Of course, SCA is a fear-spawner; it manufacturers fear.  Particularly in the first year, life was an onslaught of fears.  Skippy arrived with a great deal of baggage.  Bit by bit, month by month, you tame the fears one at a time.  Time works its magic and now, after Skippy's 4th birthday, a day with a new SCA fear is an anomaly.

But Pilates.  In doing Pilates, one stretches in some bizarre positions, pulling this way and that.  And the frightening sensation was a pulling - from inside the chest wall.  I could envision Skippy's becoming detached from something important and in a flash, there it was - that special, unique, icy SCA terror was back.  Nothing quite like it.

So I asked Henry.  He told me there were only three things I could not do - gain weight, smoke and resume scuba diving.    That I should think of the 'pulling' sensation as akin to muscles being asked to do more than they have done  -  there may be temporary discomfort and then the muscle reaches a new level of strength.  I get that; I understand that picture; I understand sports and muscles -- and I was more than mildly relieved.  Yes,  I could do everything in Pilates, but more important - one more fear wrestled to the ground.

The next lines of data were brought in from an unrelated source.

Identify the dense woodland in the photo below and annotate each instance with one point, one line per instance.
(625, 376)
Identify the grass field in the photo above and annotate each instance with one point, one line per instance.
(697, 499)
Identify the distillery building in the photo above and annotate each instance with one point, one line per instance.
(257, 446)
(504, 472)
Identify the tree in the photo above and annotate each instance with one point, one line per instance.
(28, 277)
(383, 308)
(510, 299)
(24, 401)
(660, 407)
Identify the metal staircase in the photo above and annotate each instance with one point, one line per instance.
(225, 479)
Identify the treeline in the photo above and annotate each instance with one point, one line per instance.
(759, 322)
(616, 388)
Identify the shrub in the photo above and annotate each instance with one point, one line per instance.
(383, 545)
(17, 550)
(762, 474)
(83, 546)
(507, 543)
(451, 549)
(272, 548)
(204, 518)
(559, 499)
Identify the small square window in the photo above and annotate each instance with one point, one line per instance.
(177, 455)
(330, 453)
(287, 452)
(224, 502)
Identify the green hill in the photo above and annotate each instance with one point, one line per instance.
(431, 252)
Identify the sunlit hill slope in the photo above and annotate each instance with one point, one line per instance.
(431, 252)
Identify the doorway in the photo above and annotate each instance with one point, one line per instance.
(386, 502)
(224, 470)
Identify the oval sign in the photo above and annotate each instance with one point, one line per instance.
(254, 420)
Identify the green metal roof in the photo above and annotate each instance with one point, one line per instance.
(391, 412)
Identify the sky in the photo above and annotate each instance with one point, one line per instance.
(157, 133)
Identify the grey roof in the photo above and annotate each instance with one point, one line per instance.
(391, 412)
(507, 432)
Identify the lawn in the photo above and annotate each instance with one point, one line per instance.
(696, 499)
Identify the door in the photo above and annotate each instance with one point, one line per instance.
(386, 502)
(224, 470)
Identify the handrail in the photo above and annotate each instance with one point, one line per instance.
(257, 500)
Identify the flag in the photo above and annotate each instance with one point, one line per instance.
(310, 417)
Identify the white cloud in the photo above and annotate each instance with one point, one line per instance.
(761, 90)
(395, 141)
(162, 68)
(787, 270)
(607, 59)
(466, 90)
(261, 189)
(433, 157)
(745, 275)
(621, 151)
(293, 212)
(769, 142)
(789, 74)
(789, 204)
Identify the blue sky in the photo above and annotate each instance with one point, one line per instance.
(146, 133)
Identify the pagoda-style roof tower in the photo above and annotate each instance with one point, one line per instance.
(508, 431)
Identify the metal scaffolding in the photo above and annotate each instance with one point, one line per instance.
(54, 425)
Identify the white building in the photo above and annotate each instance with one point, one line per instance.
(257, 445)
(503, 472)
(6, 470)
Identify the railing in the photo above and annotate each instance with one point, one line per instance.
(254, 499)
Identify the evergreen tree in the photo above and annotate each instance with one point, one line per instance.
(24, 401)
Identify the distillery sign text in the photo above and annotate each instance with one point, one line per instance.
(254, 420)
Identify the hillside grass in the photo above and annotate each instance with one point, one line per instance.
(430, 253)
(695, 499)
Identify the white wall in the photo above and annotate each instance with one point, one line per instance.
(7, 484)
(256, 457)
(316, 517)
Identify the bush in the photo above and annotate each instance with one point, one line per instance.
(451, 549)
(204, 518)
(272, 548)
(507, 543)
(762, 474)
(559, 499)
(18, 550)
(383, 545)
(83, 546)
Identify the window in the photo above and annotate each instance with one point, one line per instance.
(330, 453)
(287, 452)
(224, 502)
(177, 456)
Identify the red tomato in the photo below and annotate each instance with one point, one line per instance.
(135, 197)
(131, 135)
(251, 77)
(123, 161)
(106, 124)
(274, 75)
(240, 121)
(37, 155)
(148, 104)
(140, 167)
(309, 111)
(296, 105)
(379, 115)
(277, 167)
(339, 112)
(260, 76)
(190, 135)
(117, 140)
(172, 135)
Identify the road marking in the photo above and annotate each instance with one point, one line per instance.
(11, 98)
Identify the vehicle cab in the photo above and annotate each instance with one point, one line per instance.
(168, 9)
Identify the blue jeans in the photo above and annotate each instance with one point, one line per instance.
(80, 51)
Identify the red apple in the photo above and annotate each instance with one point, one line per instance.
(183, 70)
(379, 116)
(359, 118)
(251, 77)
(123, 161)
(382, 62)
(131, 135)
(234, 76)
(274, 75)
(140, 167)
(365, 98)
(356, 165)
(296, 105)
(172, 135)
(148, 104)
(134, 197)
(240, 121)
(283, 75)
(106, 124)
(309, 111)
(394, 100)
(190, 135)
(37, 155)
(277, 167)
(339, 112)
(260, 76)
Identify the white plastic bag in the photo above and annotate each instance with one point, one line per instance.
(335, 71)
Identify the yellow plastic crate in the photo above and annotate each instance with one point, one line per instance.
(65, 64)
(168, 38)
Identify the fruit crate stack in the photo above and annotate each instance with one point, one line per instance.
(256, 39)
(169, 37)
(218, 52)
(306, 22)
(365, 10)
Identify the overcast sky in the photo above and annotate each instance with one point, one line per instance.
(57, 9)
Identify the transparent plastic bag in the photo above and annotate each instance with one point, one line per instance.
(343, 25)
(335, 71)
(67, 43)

Then Henry went on to paint a new picture.  He said that after 4 years, the ICD (he won't refer to Skippy by name) --  the ICD is no longer just sitting in the chest wall - it has been "incorporated" into my body.  Tissue has surrounded it. I'm not sure which word he used as he described it, demonstrating with his hands.  It was enmeshed or encased or encapsulated or integrated or something .  My body has surrounded Skippy.  It's a new, odd, freaky, and ultimately reassuring mental image.  I couldn't remember Henry's word so I choose 'embraced'; my tissue and my heart have embraced Skippy.

So there you have it - Skippy and I are one forever.  Until death do us part.